“What’s the matter?” she asked.
“Nothing,” I said, “Nothing is the matter.”
Even as a child I would ponder that meaning. People ask “what’s the matter?” What does that even mean? I suppose they’re inquiring what the matter is and how it is affecting you. And then you reply with “nothing”, meaning that nothing is the matter, which doesn’t make much sense. It would have to be “there is no matter”, as in, “there is no matter that is affecting me.” I don’t know why I pondered on such strange things, but I’ve always done so as long as I can remember.
My mother cared about me. She always asked what the matter was. I always replied with a trite “nothing”. That just meant that I didn’t want to talk about it. After she inquired, she would lead me outside and set up her easel. She would say gently to me: “Paint it.”
I knew what she meant by that. Instead of explaining what the matter was to her, I would paint and it would console me. This trick always worked as a child. I attempt it as an adult, but it’s not the same.
My father did not care about me. That’s what I got out of him, anyway. He’d stare me down with his cold gaze, light scowl forming on his brow, and creases where he always frowned. His dark eyes always looked grim and menacing to me. His thick hands wanted to come down on me. I’m thankful that they never did.
I can’t remember a time when he wasn’t like that to me. My mother seemed unaware of it all, and although they practiced outlandish and frightening things in the bedroom, they always seemed quite fine out of it. I wasn’t allowed in their room.
We lived in a small cottage in the forest. Father built it. I enjoyed living there, since nature is rather soothing and peaceful. And I would paint trees with mother. She taught me how to paint. She loved the trees. I grew to love them, too. When mother was off and only father was home, I would wander into the forest so I could escape from him. I always played stupid imaginary games with myself since I had no friends. I did go to school, but everybody seemed to think I was strange. People made fun of me often.
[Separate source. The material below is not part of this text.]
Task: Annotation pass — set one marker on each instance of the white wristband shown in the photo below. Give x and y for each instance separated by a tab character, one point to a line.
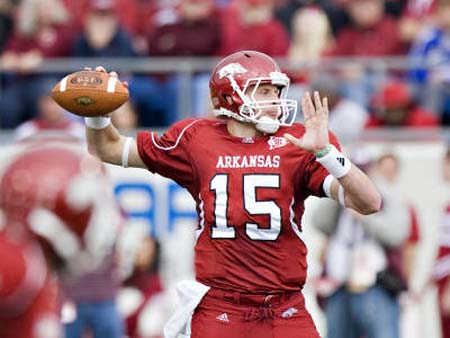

When I played my imaginary games in the forest, father was always the evil one. It seems childish and stupid, but that’s because it was childish and stupid. I would run away from the house and end up talking to the trees. There were rabbits in the forest. I’d be absolutely sedentary and still. They would hop up to me. I gradually extended my arm forward to pet them. Since I went in there often, they began to trust me. The trees and the rabbits were my only friends for the longest time.
As I grew older, my father grew more distant and my mother seemed more depressed than usual. That, in turn, would depress me as well. Soon I gained friends in school when I began college, and taking out this depression led to an alcohol-drenched lifestyle glazed with drugs, cigarettes, and music.
Mother and father didn’t know about this. I thought it would be best kept clandestine. And it was, and it always would be.
My mother listened to a variety of music when I was young. I remember, at my earliest age that I can recall, she used to listen to mostly classical music. I must’ve been about five years old, somewhere around that age. She particularly liked Beethoven and Chopin the most. I remember she played this song by Chopin on the record player often, and I later found out what that particular song was. It consisted of piano alone – it was his Mazurka in A flat major – Opus 17 No. 3. There’s something haunting about the song, perhaps how it begins quietly. And then there’s a crescendo – but it’s the notes, whatever notes he uses, it gives me a strange feeling every time I hear it. When I hear it as an adult, it reminds me of the days in the house when I was young – specifically one winter. Mother and I sat huddled by the fireplace. She had that song on the record player. And it was in that night that I discovered a sickening aspect of my parents. I do not like to look back on that.
However, I would sit in front of the fireplace on a cold winter night and stretch my little arms forward to warm my cold hands. Sometimes mum would take both of my hands in hers, soft and warm, soothing in the midst of the faint wind we heard outside as frost formed on the windows and the world was stark-white. We were all so quiet, despite the soft Chopin playing, and a fleeting deer came to one of the windows and stared. Mum told me to hush, softly, and I stared into its frightened eyes til it dashed away.
Dad came into the room and sat on his armchair. He placed his glasses on his face and watched mum and I. Mum attempted to explain something to me about the deer, but dad’s harsh gaze distracted me. Although he never did so, he smirked at me when I stared up at him. He came to sit down on the rug with mum and I. He placed his hefty palm on my head and ruffled my hair a bit. I managed to smile and giggle a bit, all childish-like. That song remained, playing ominously in the background.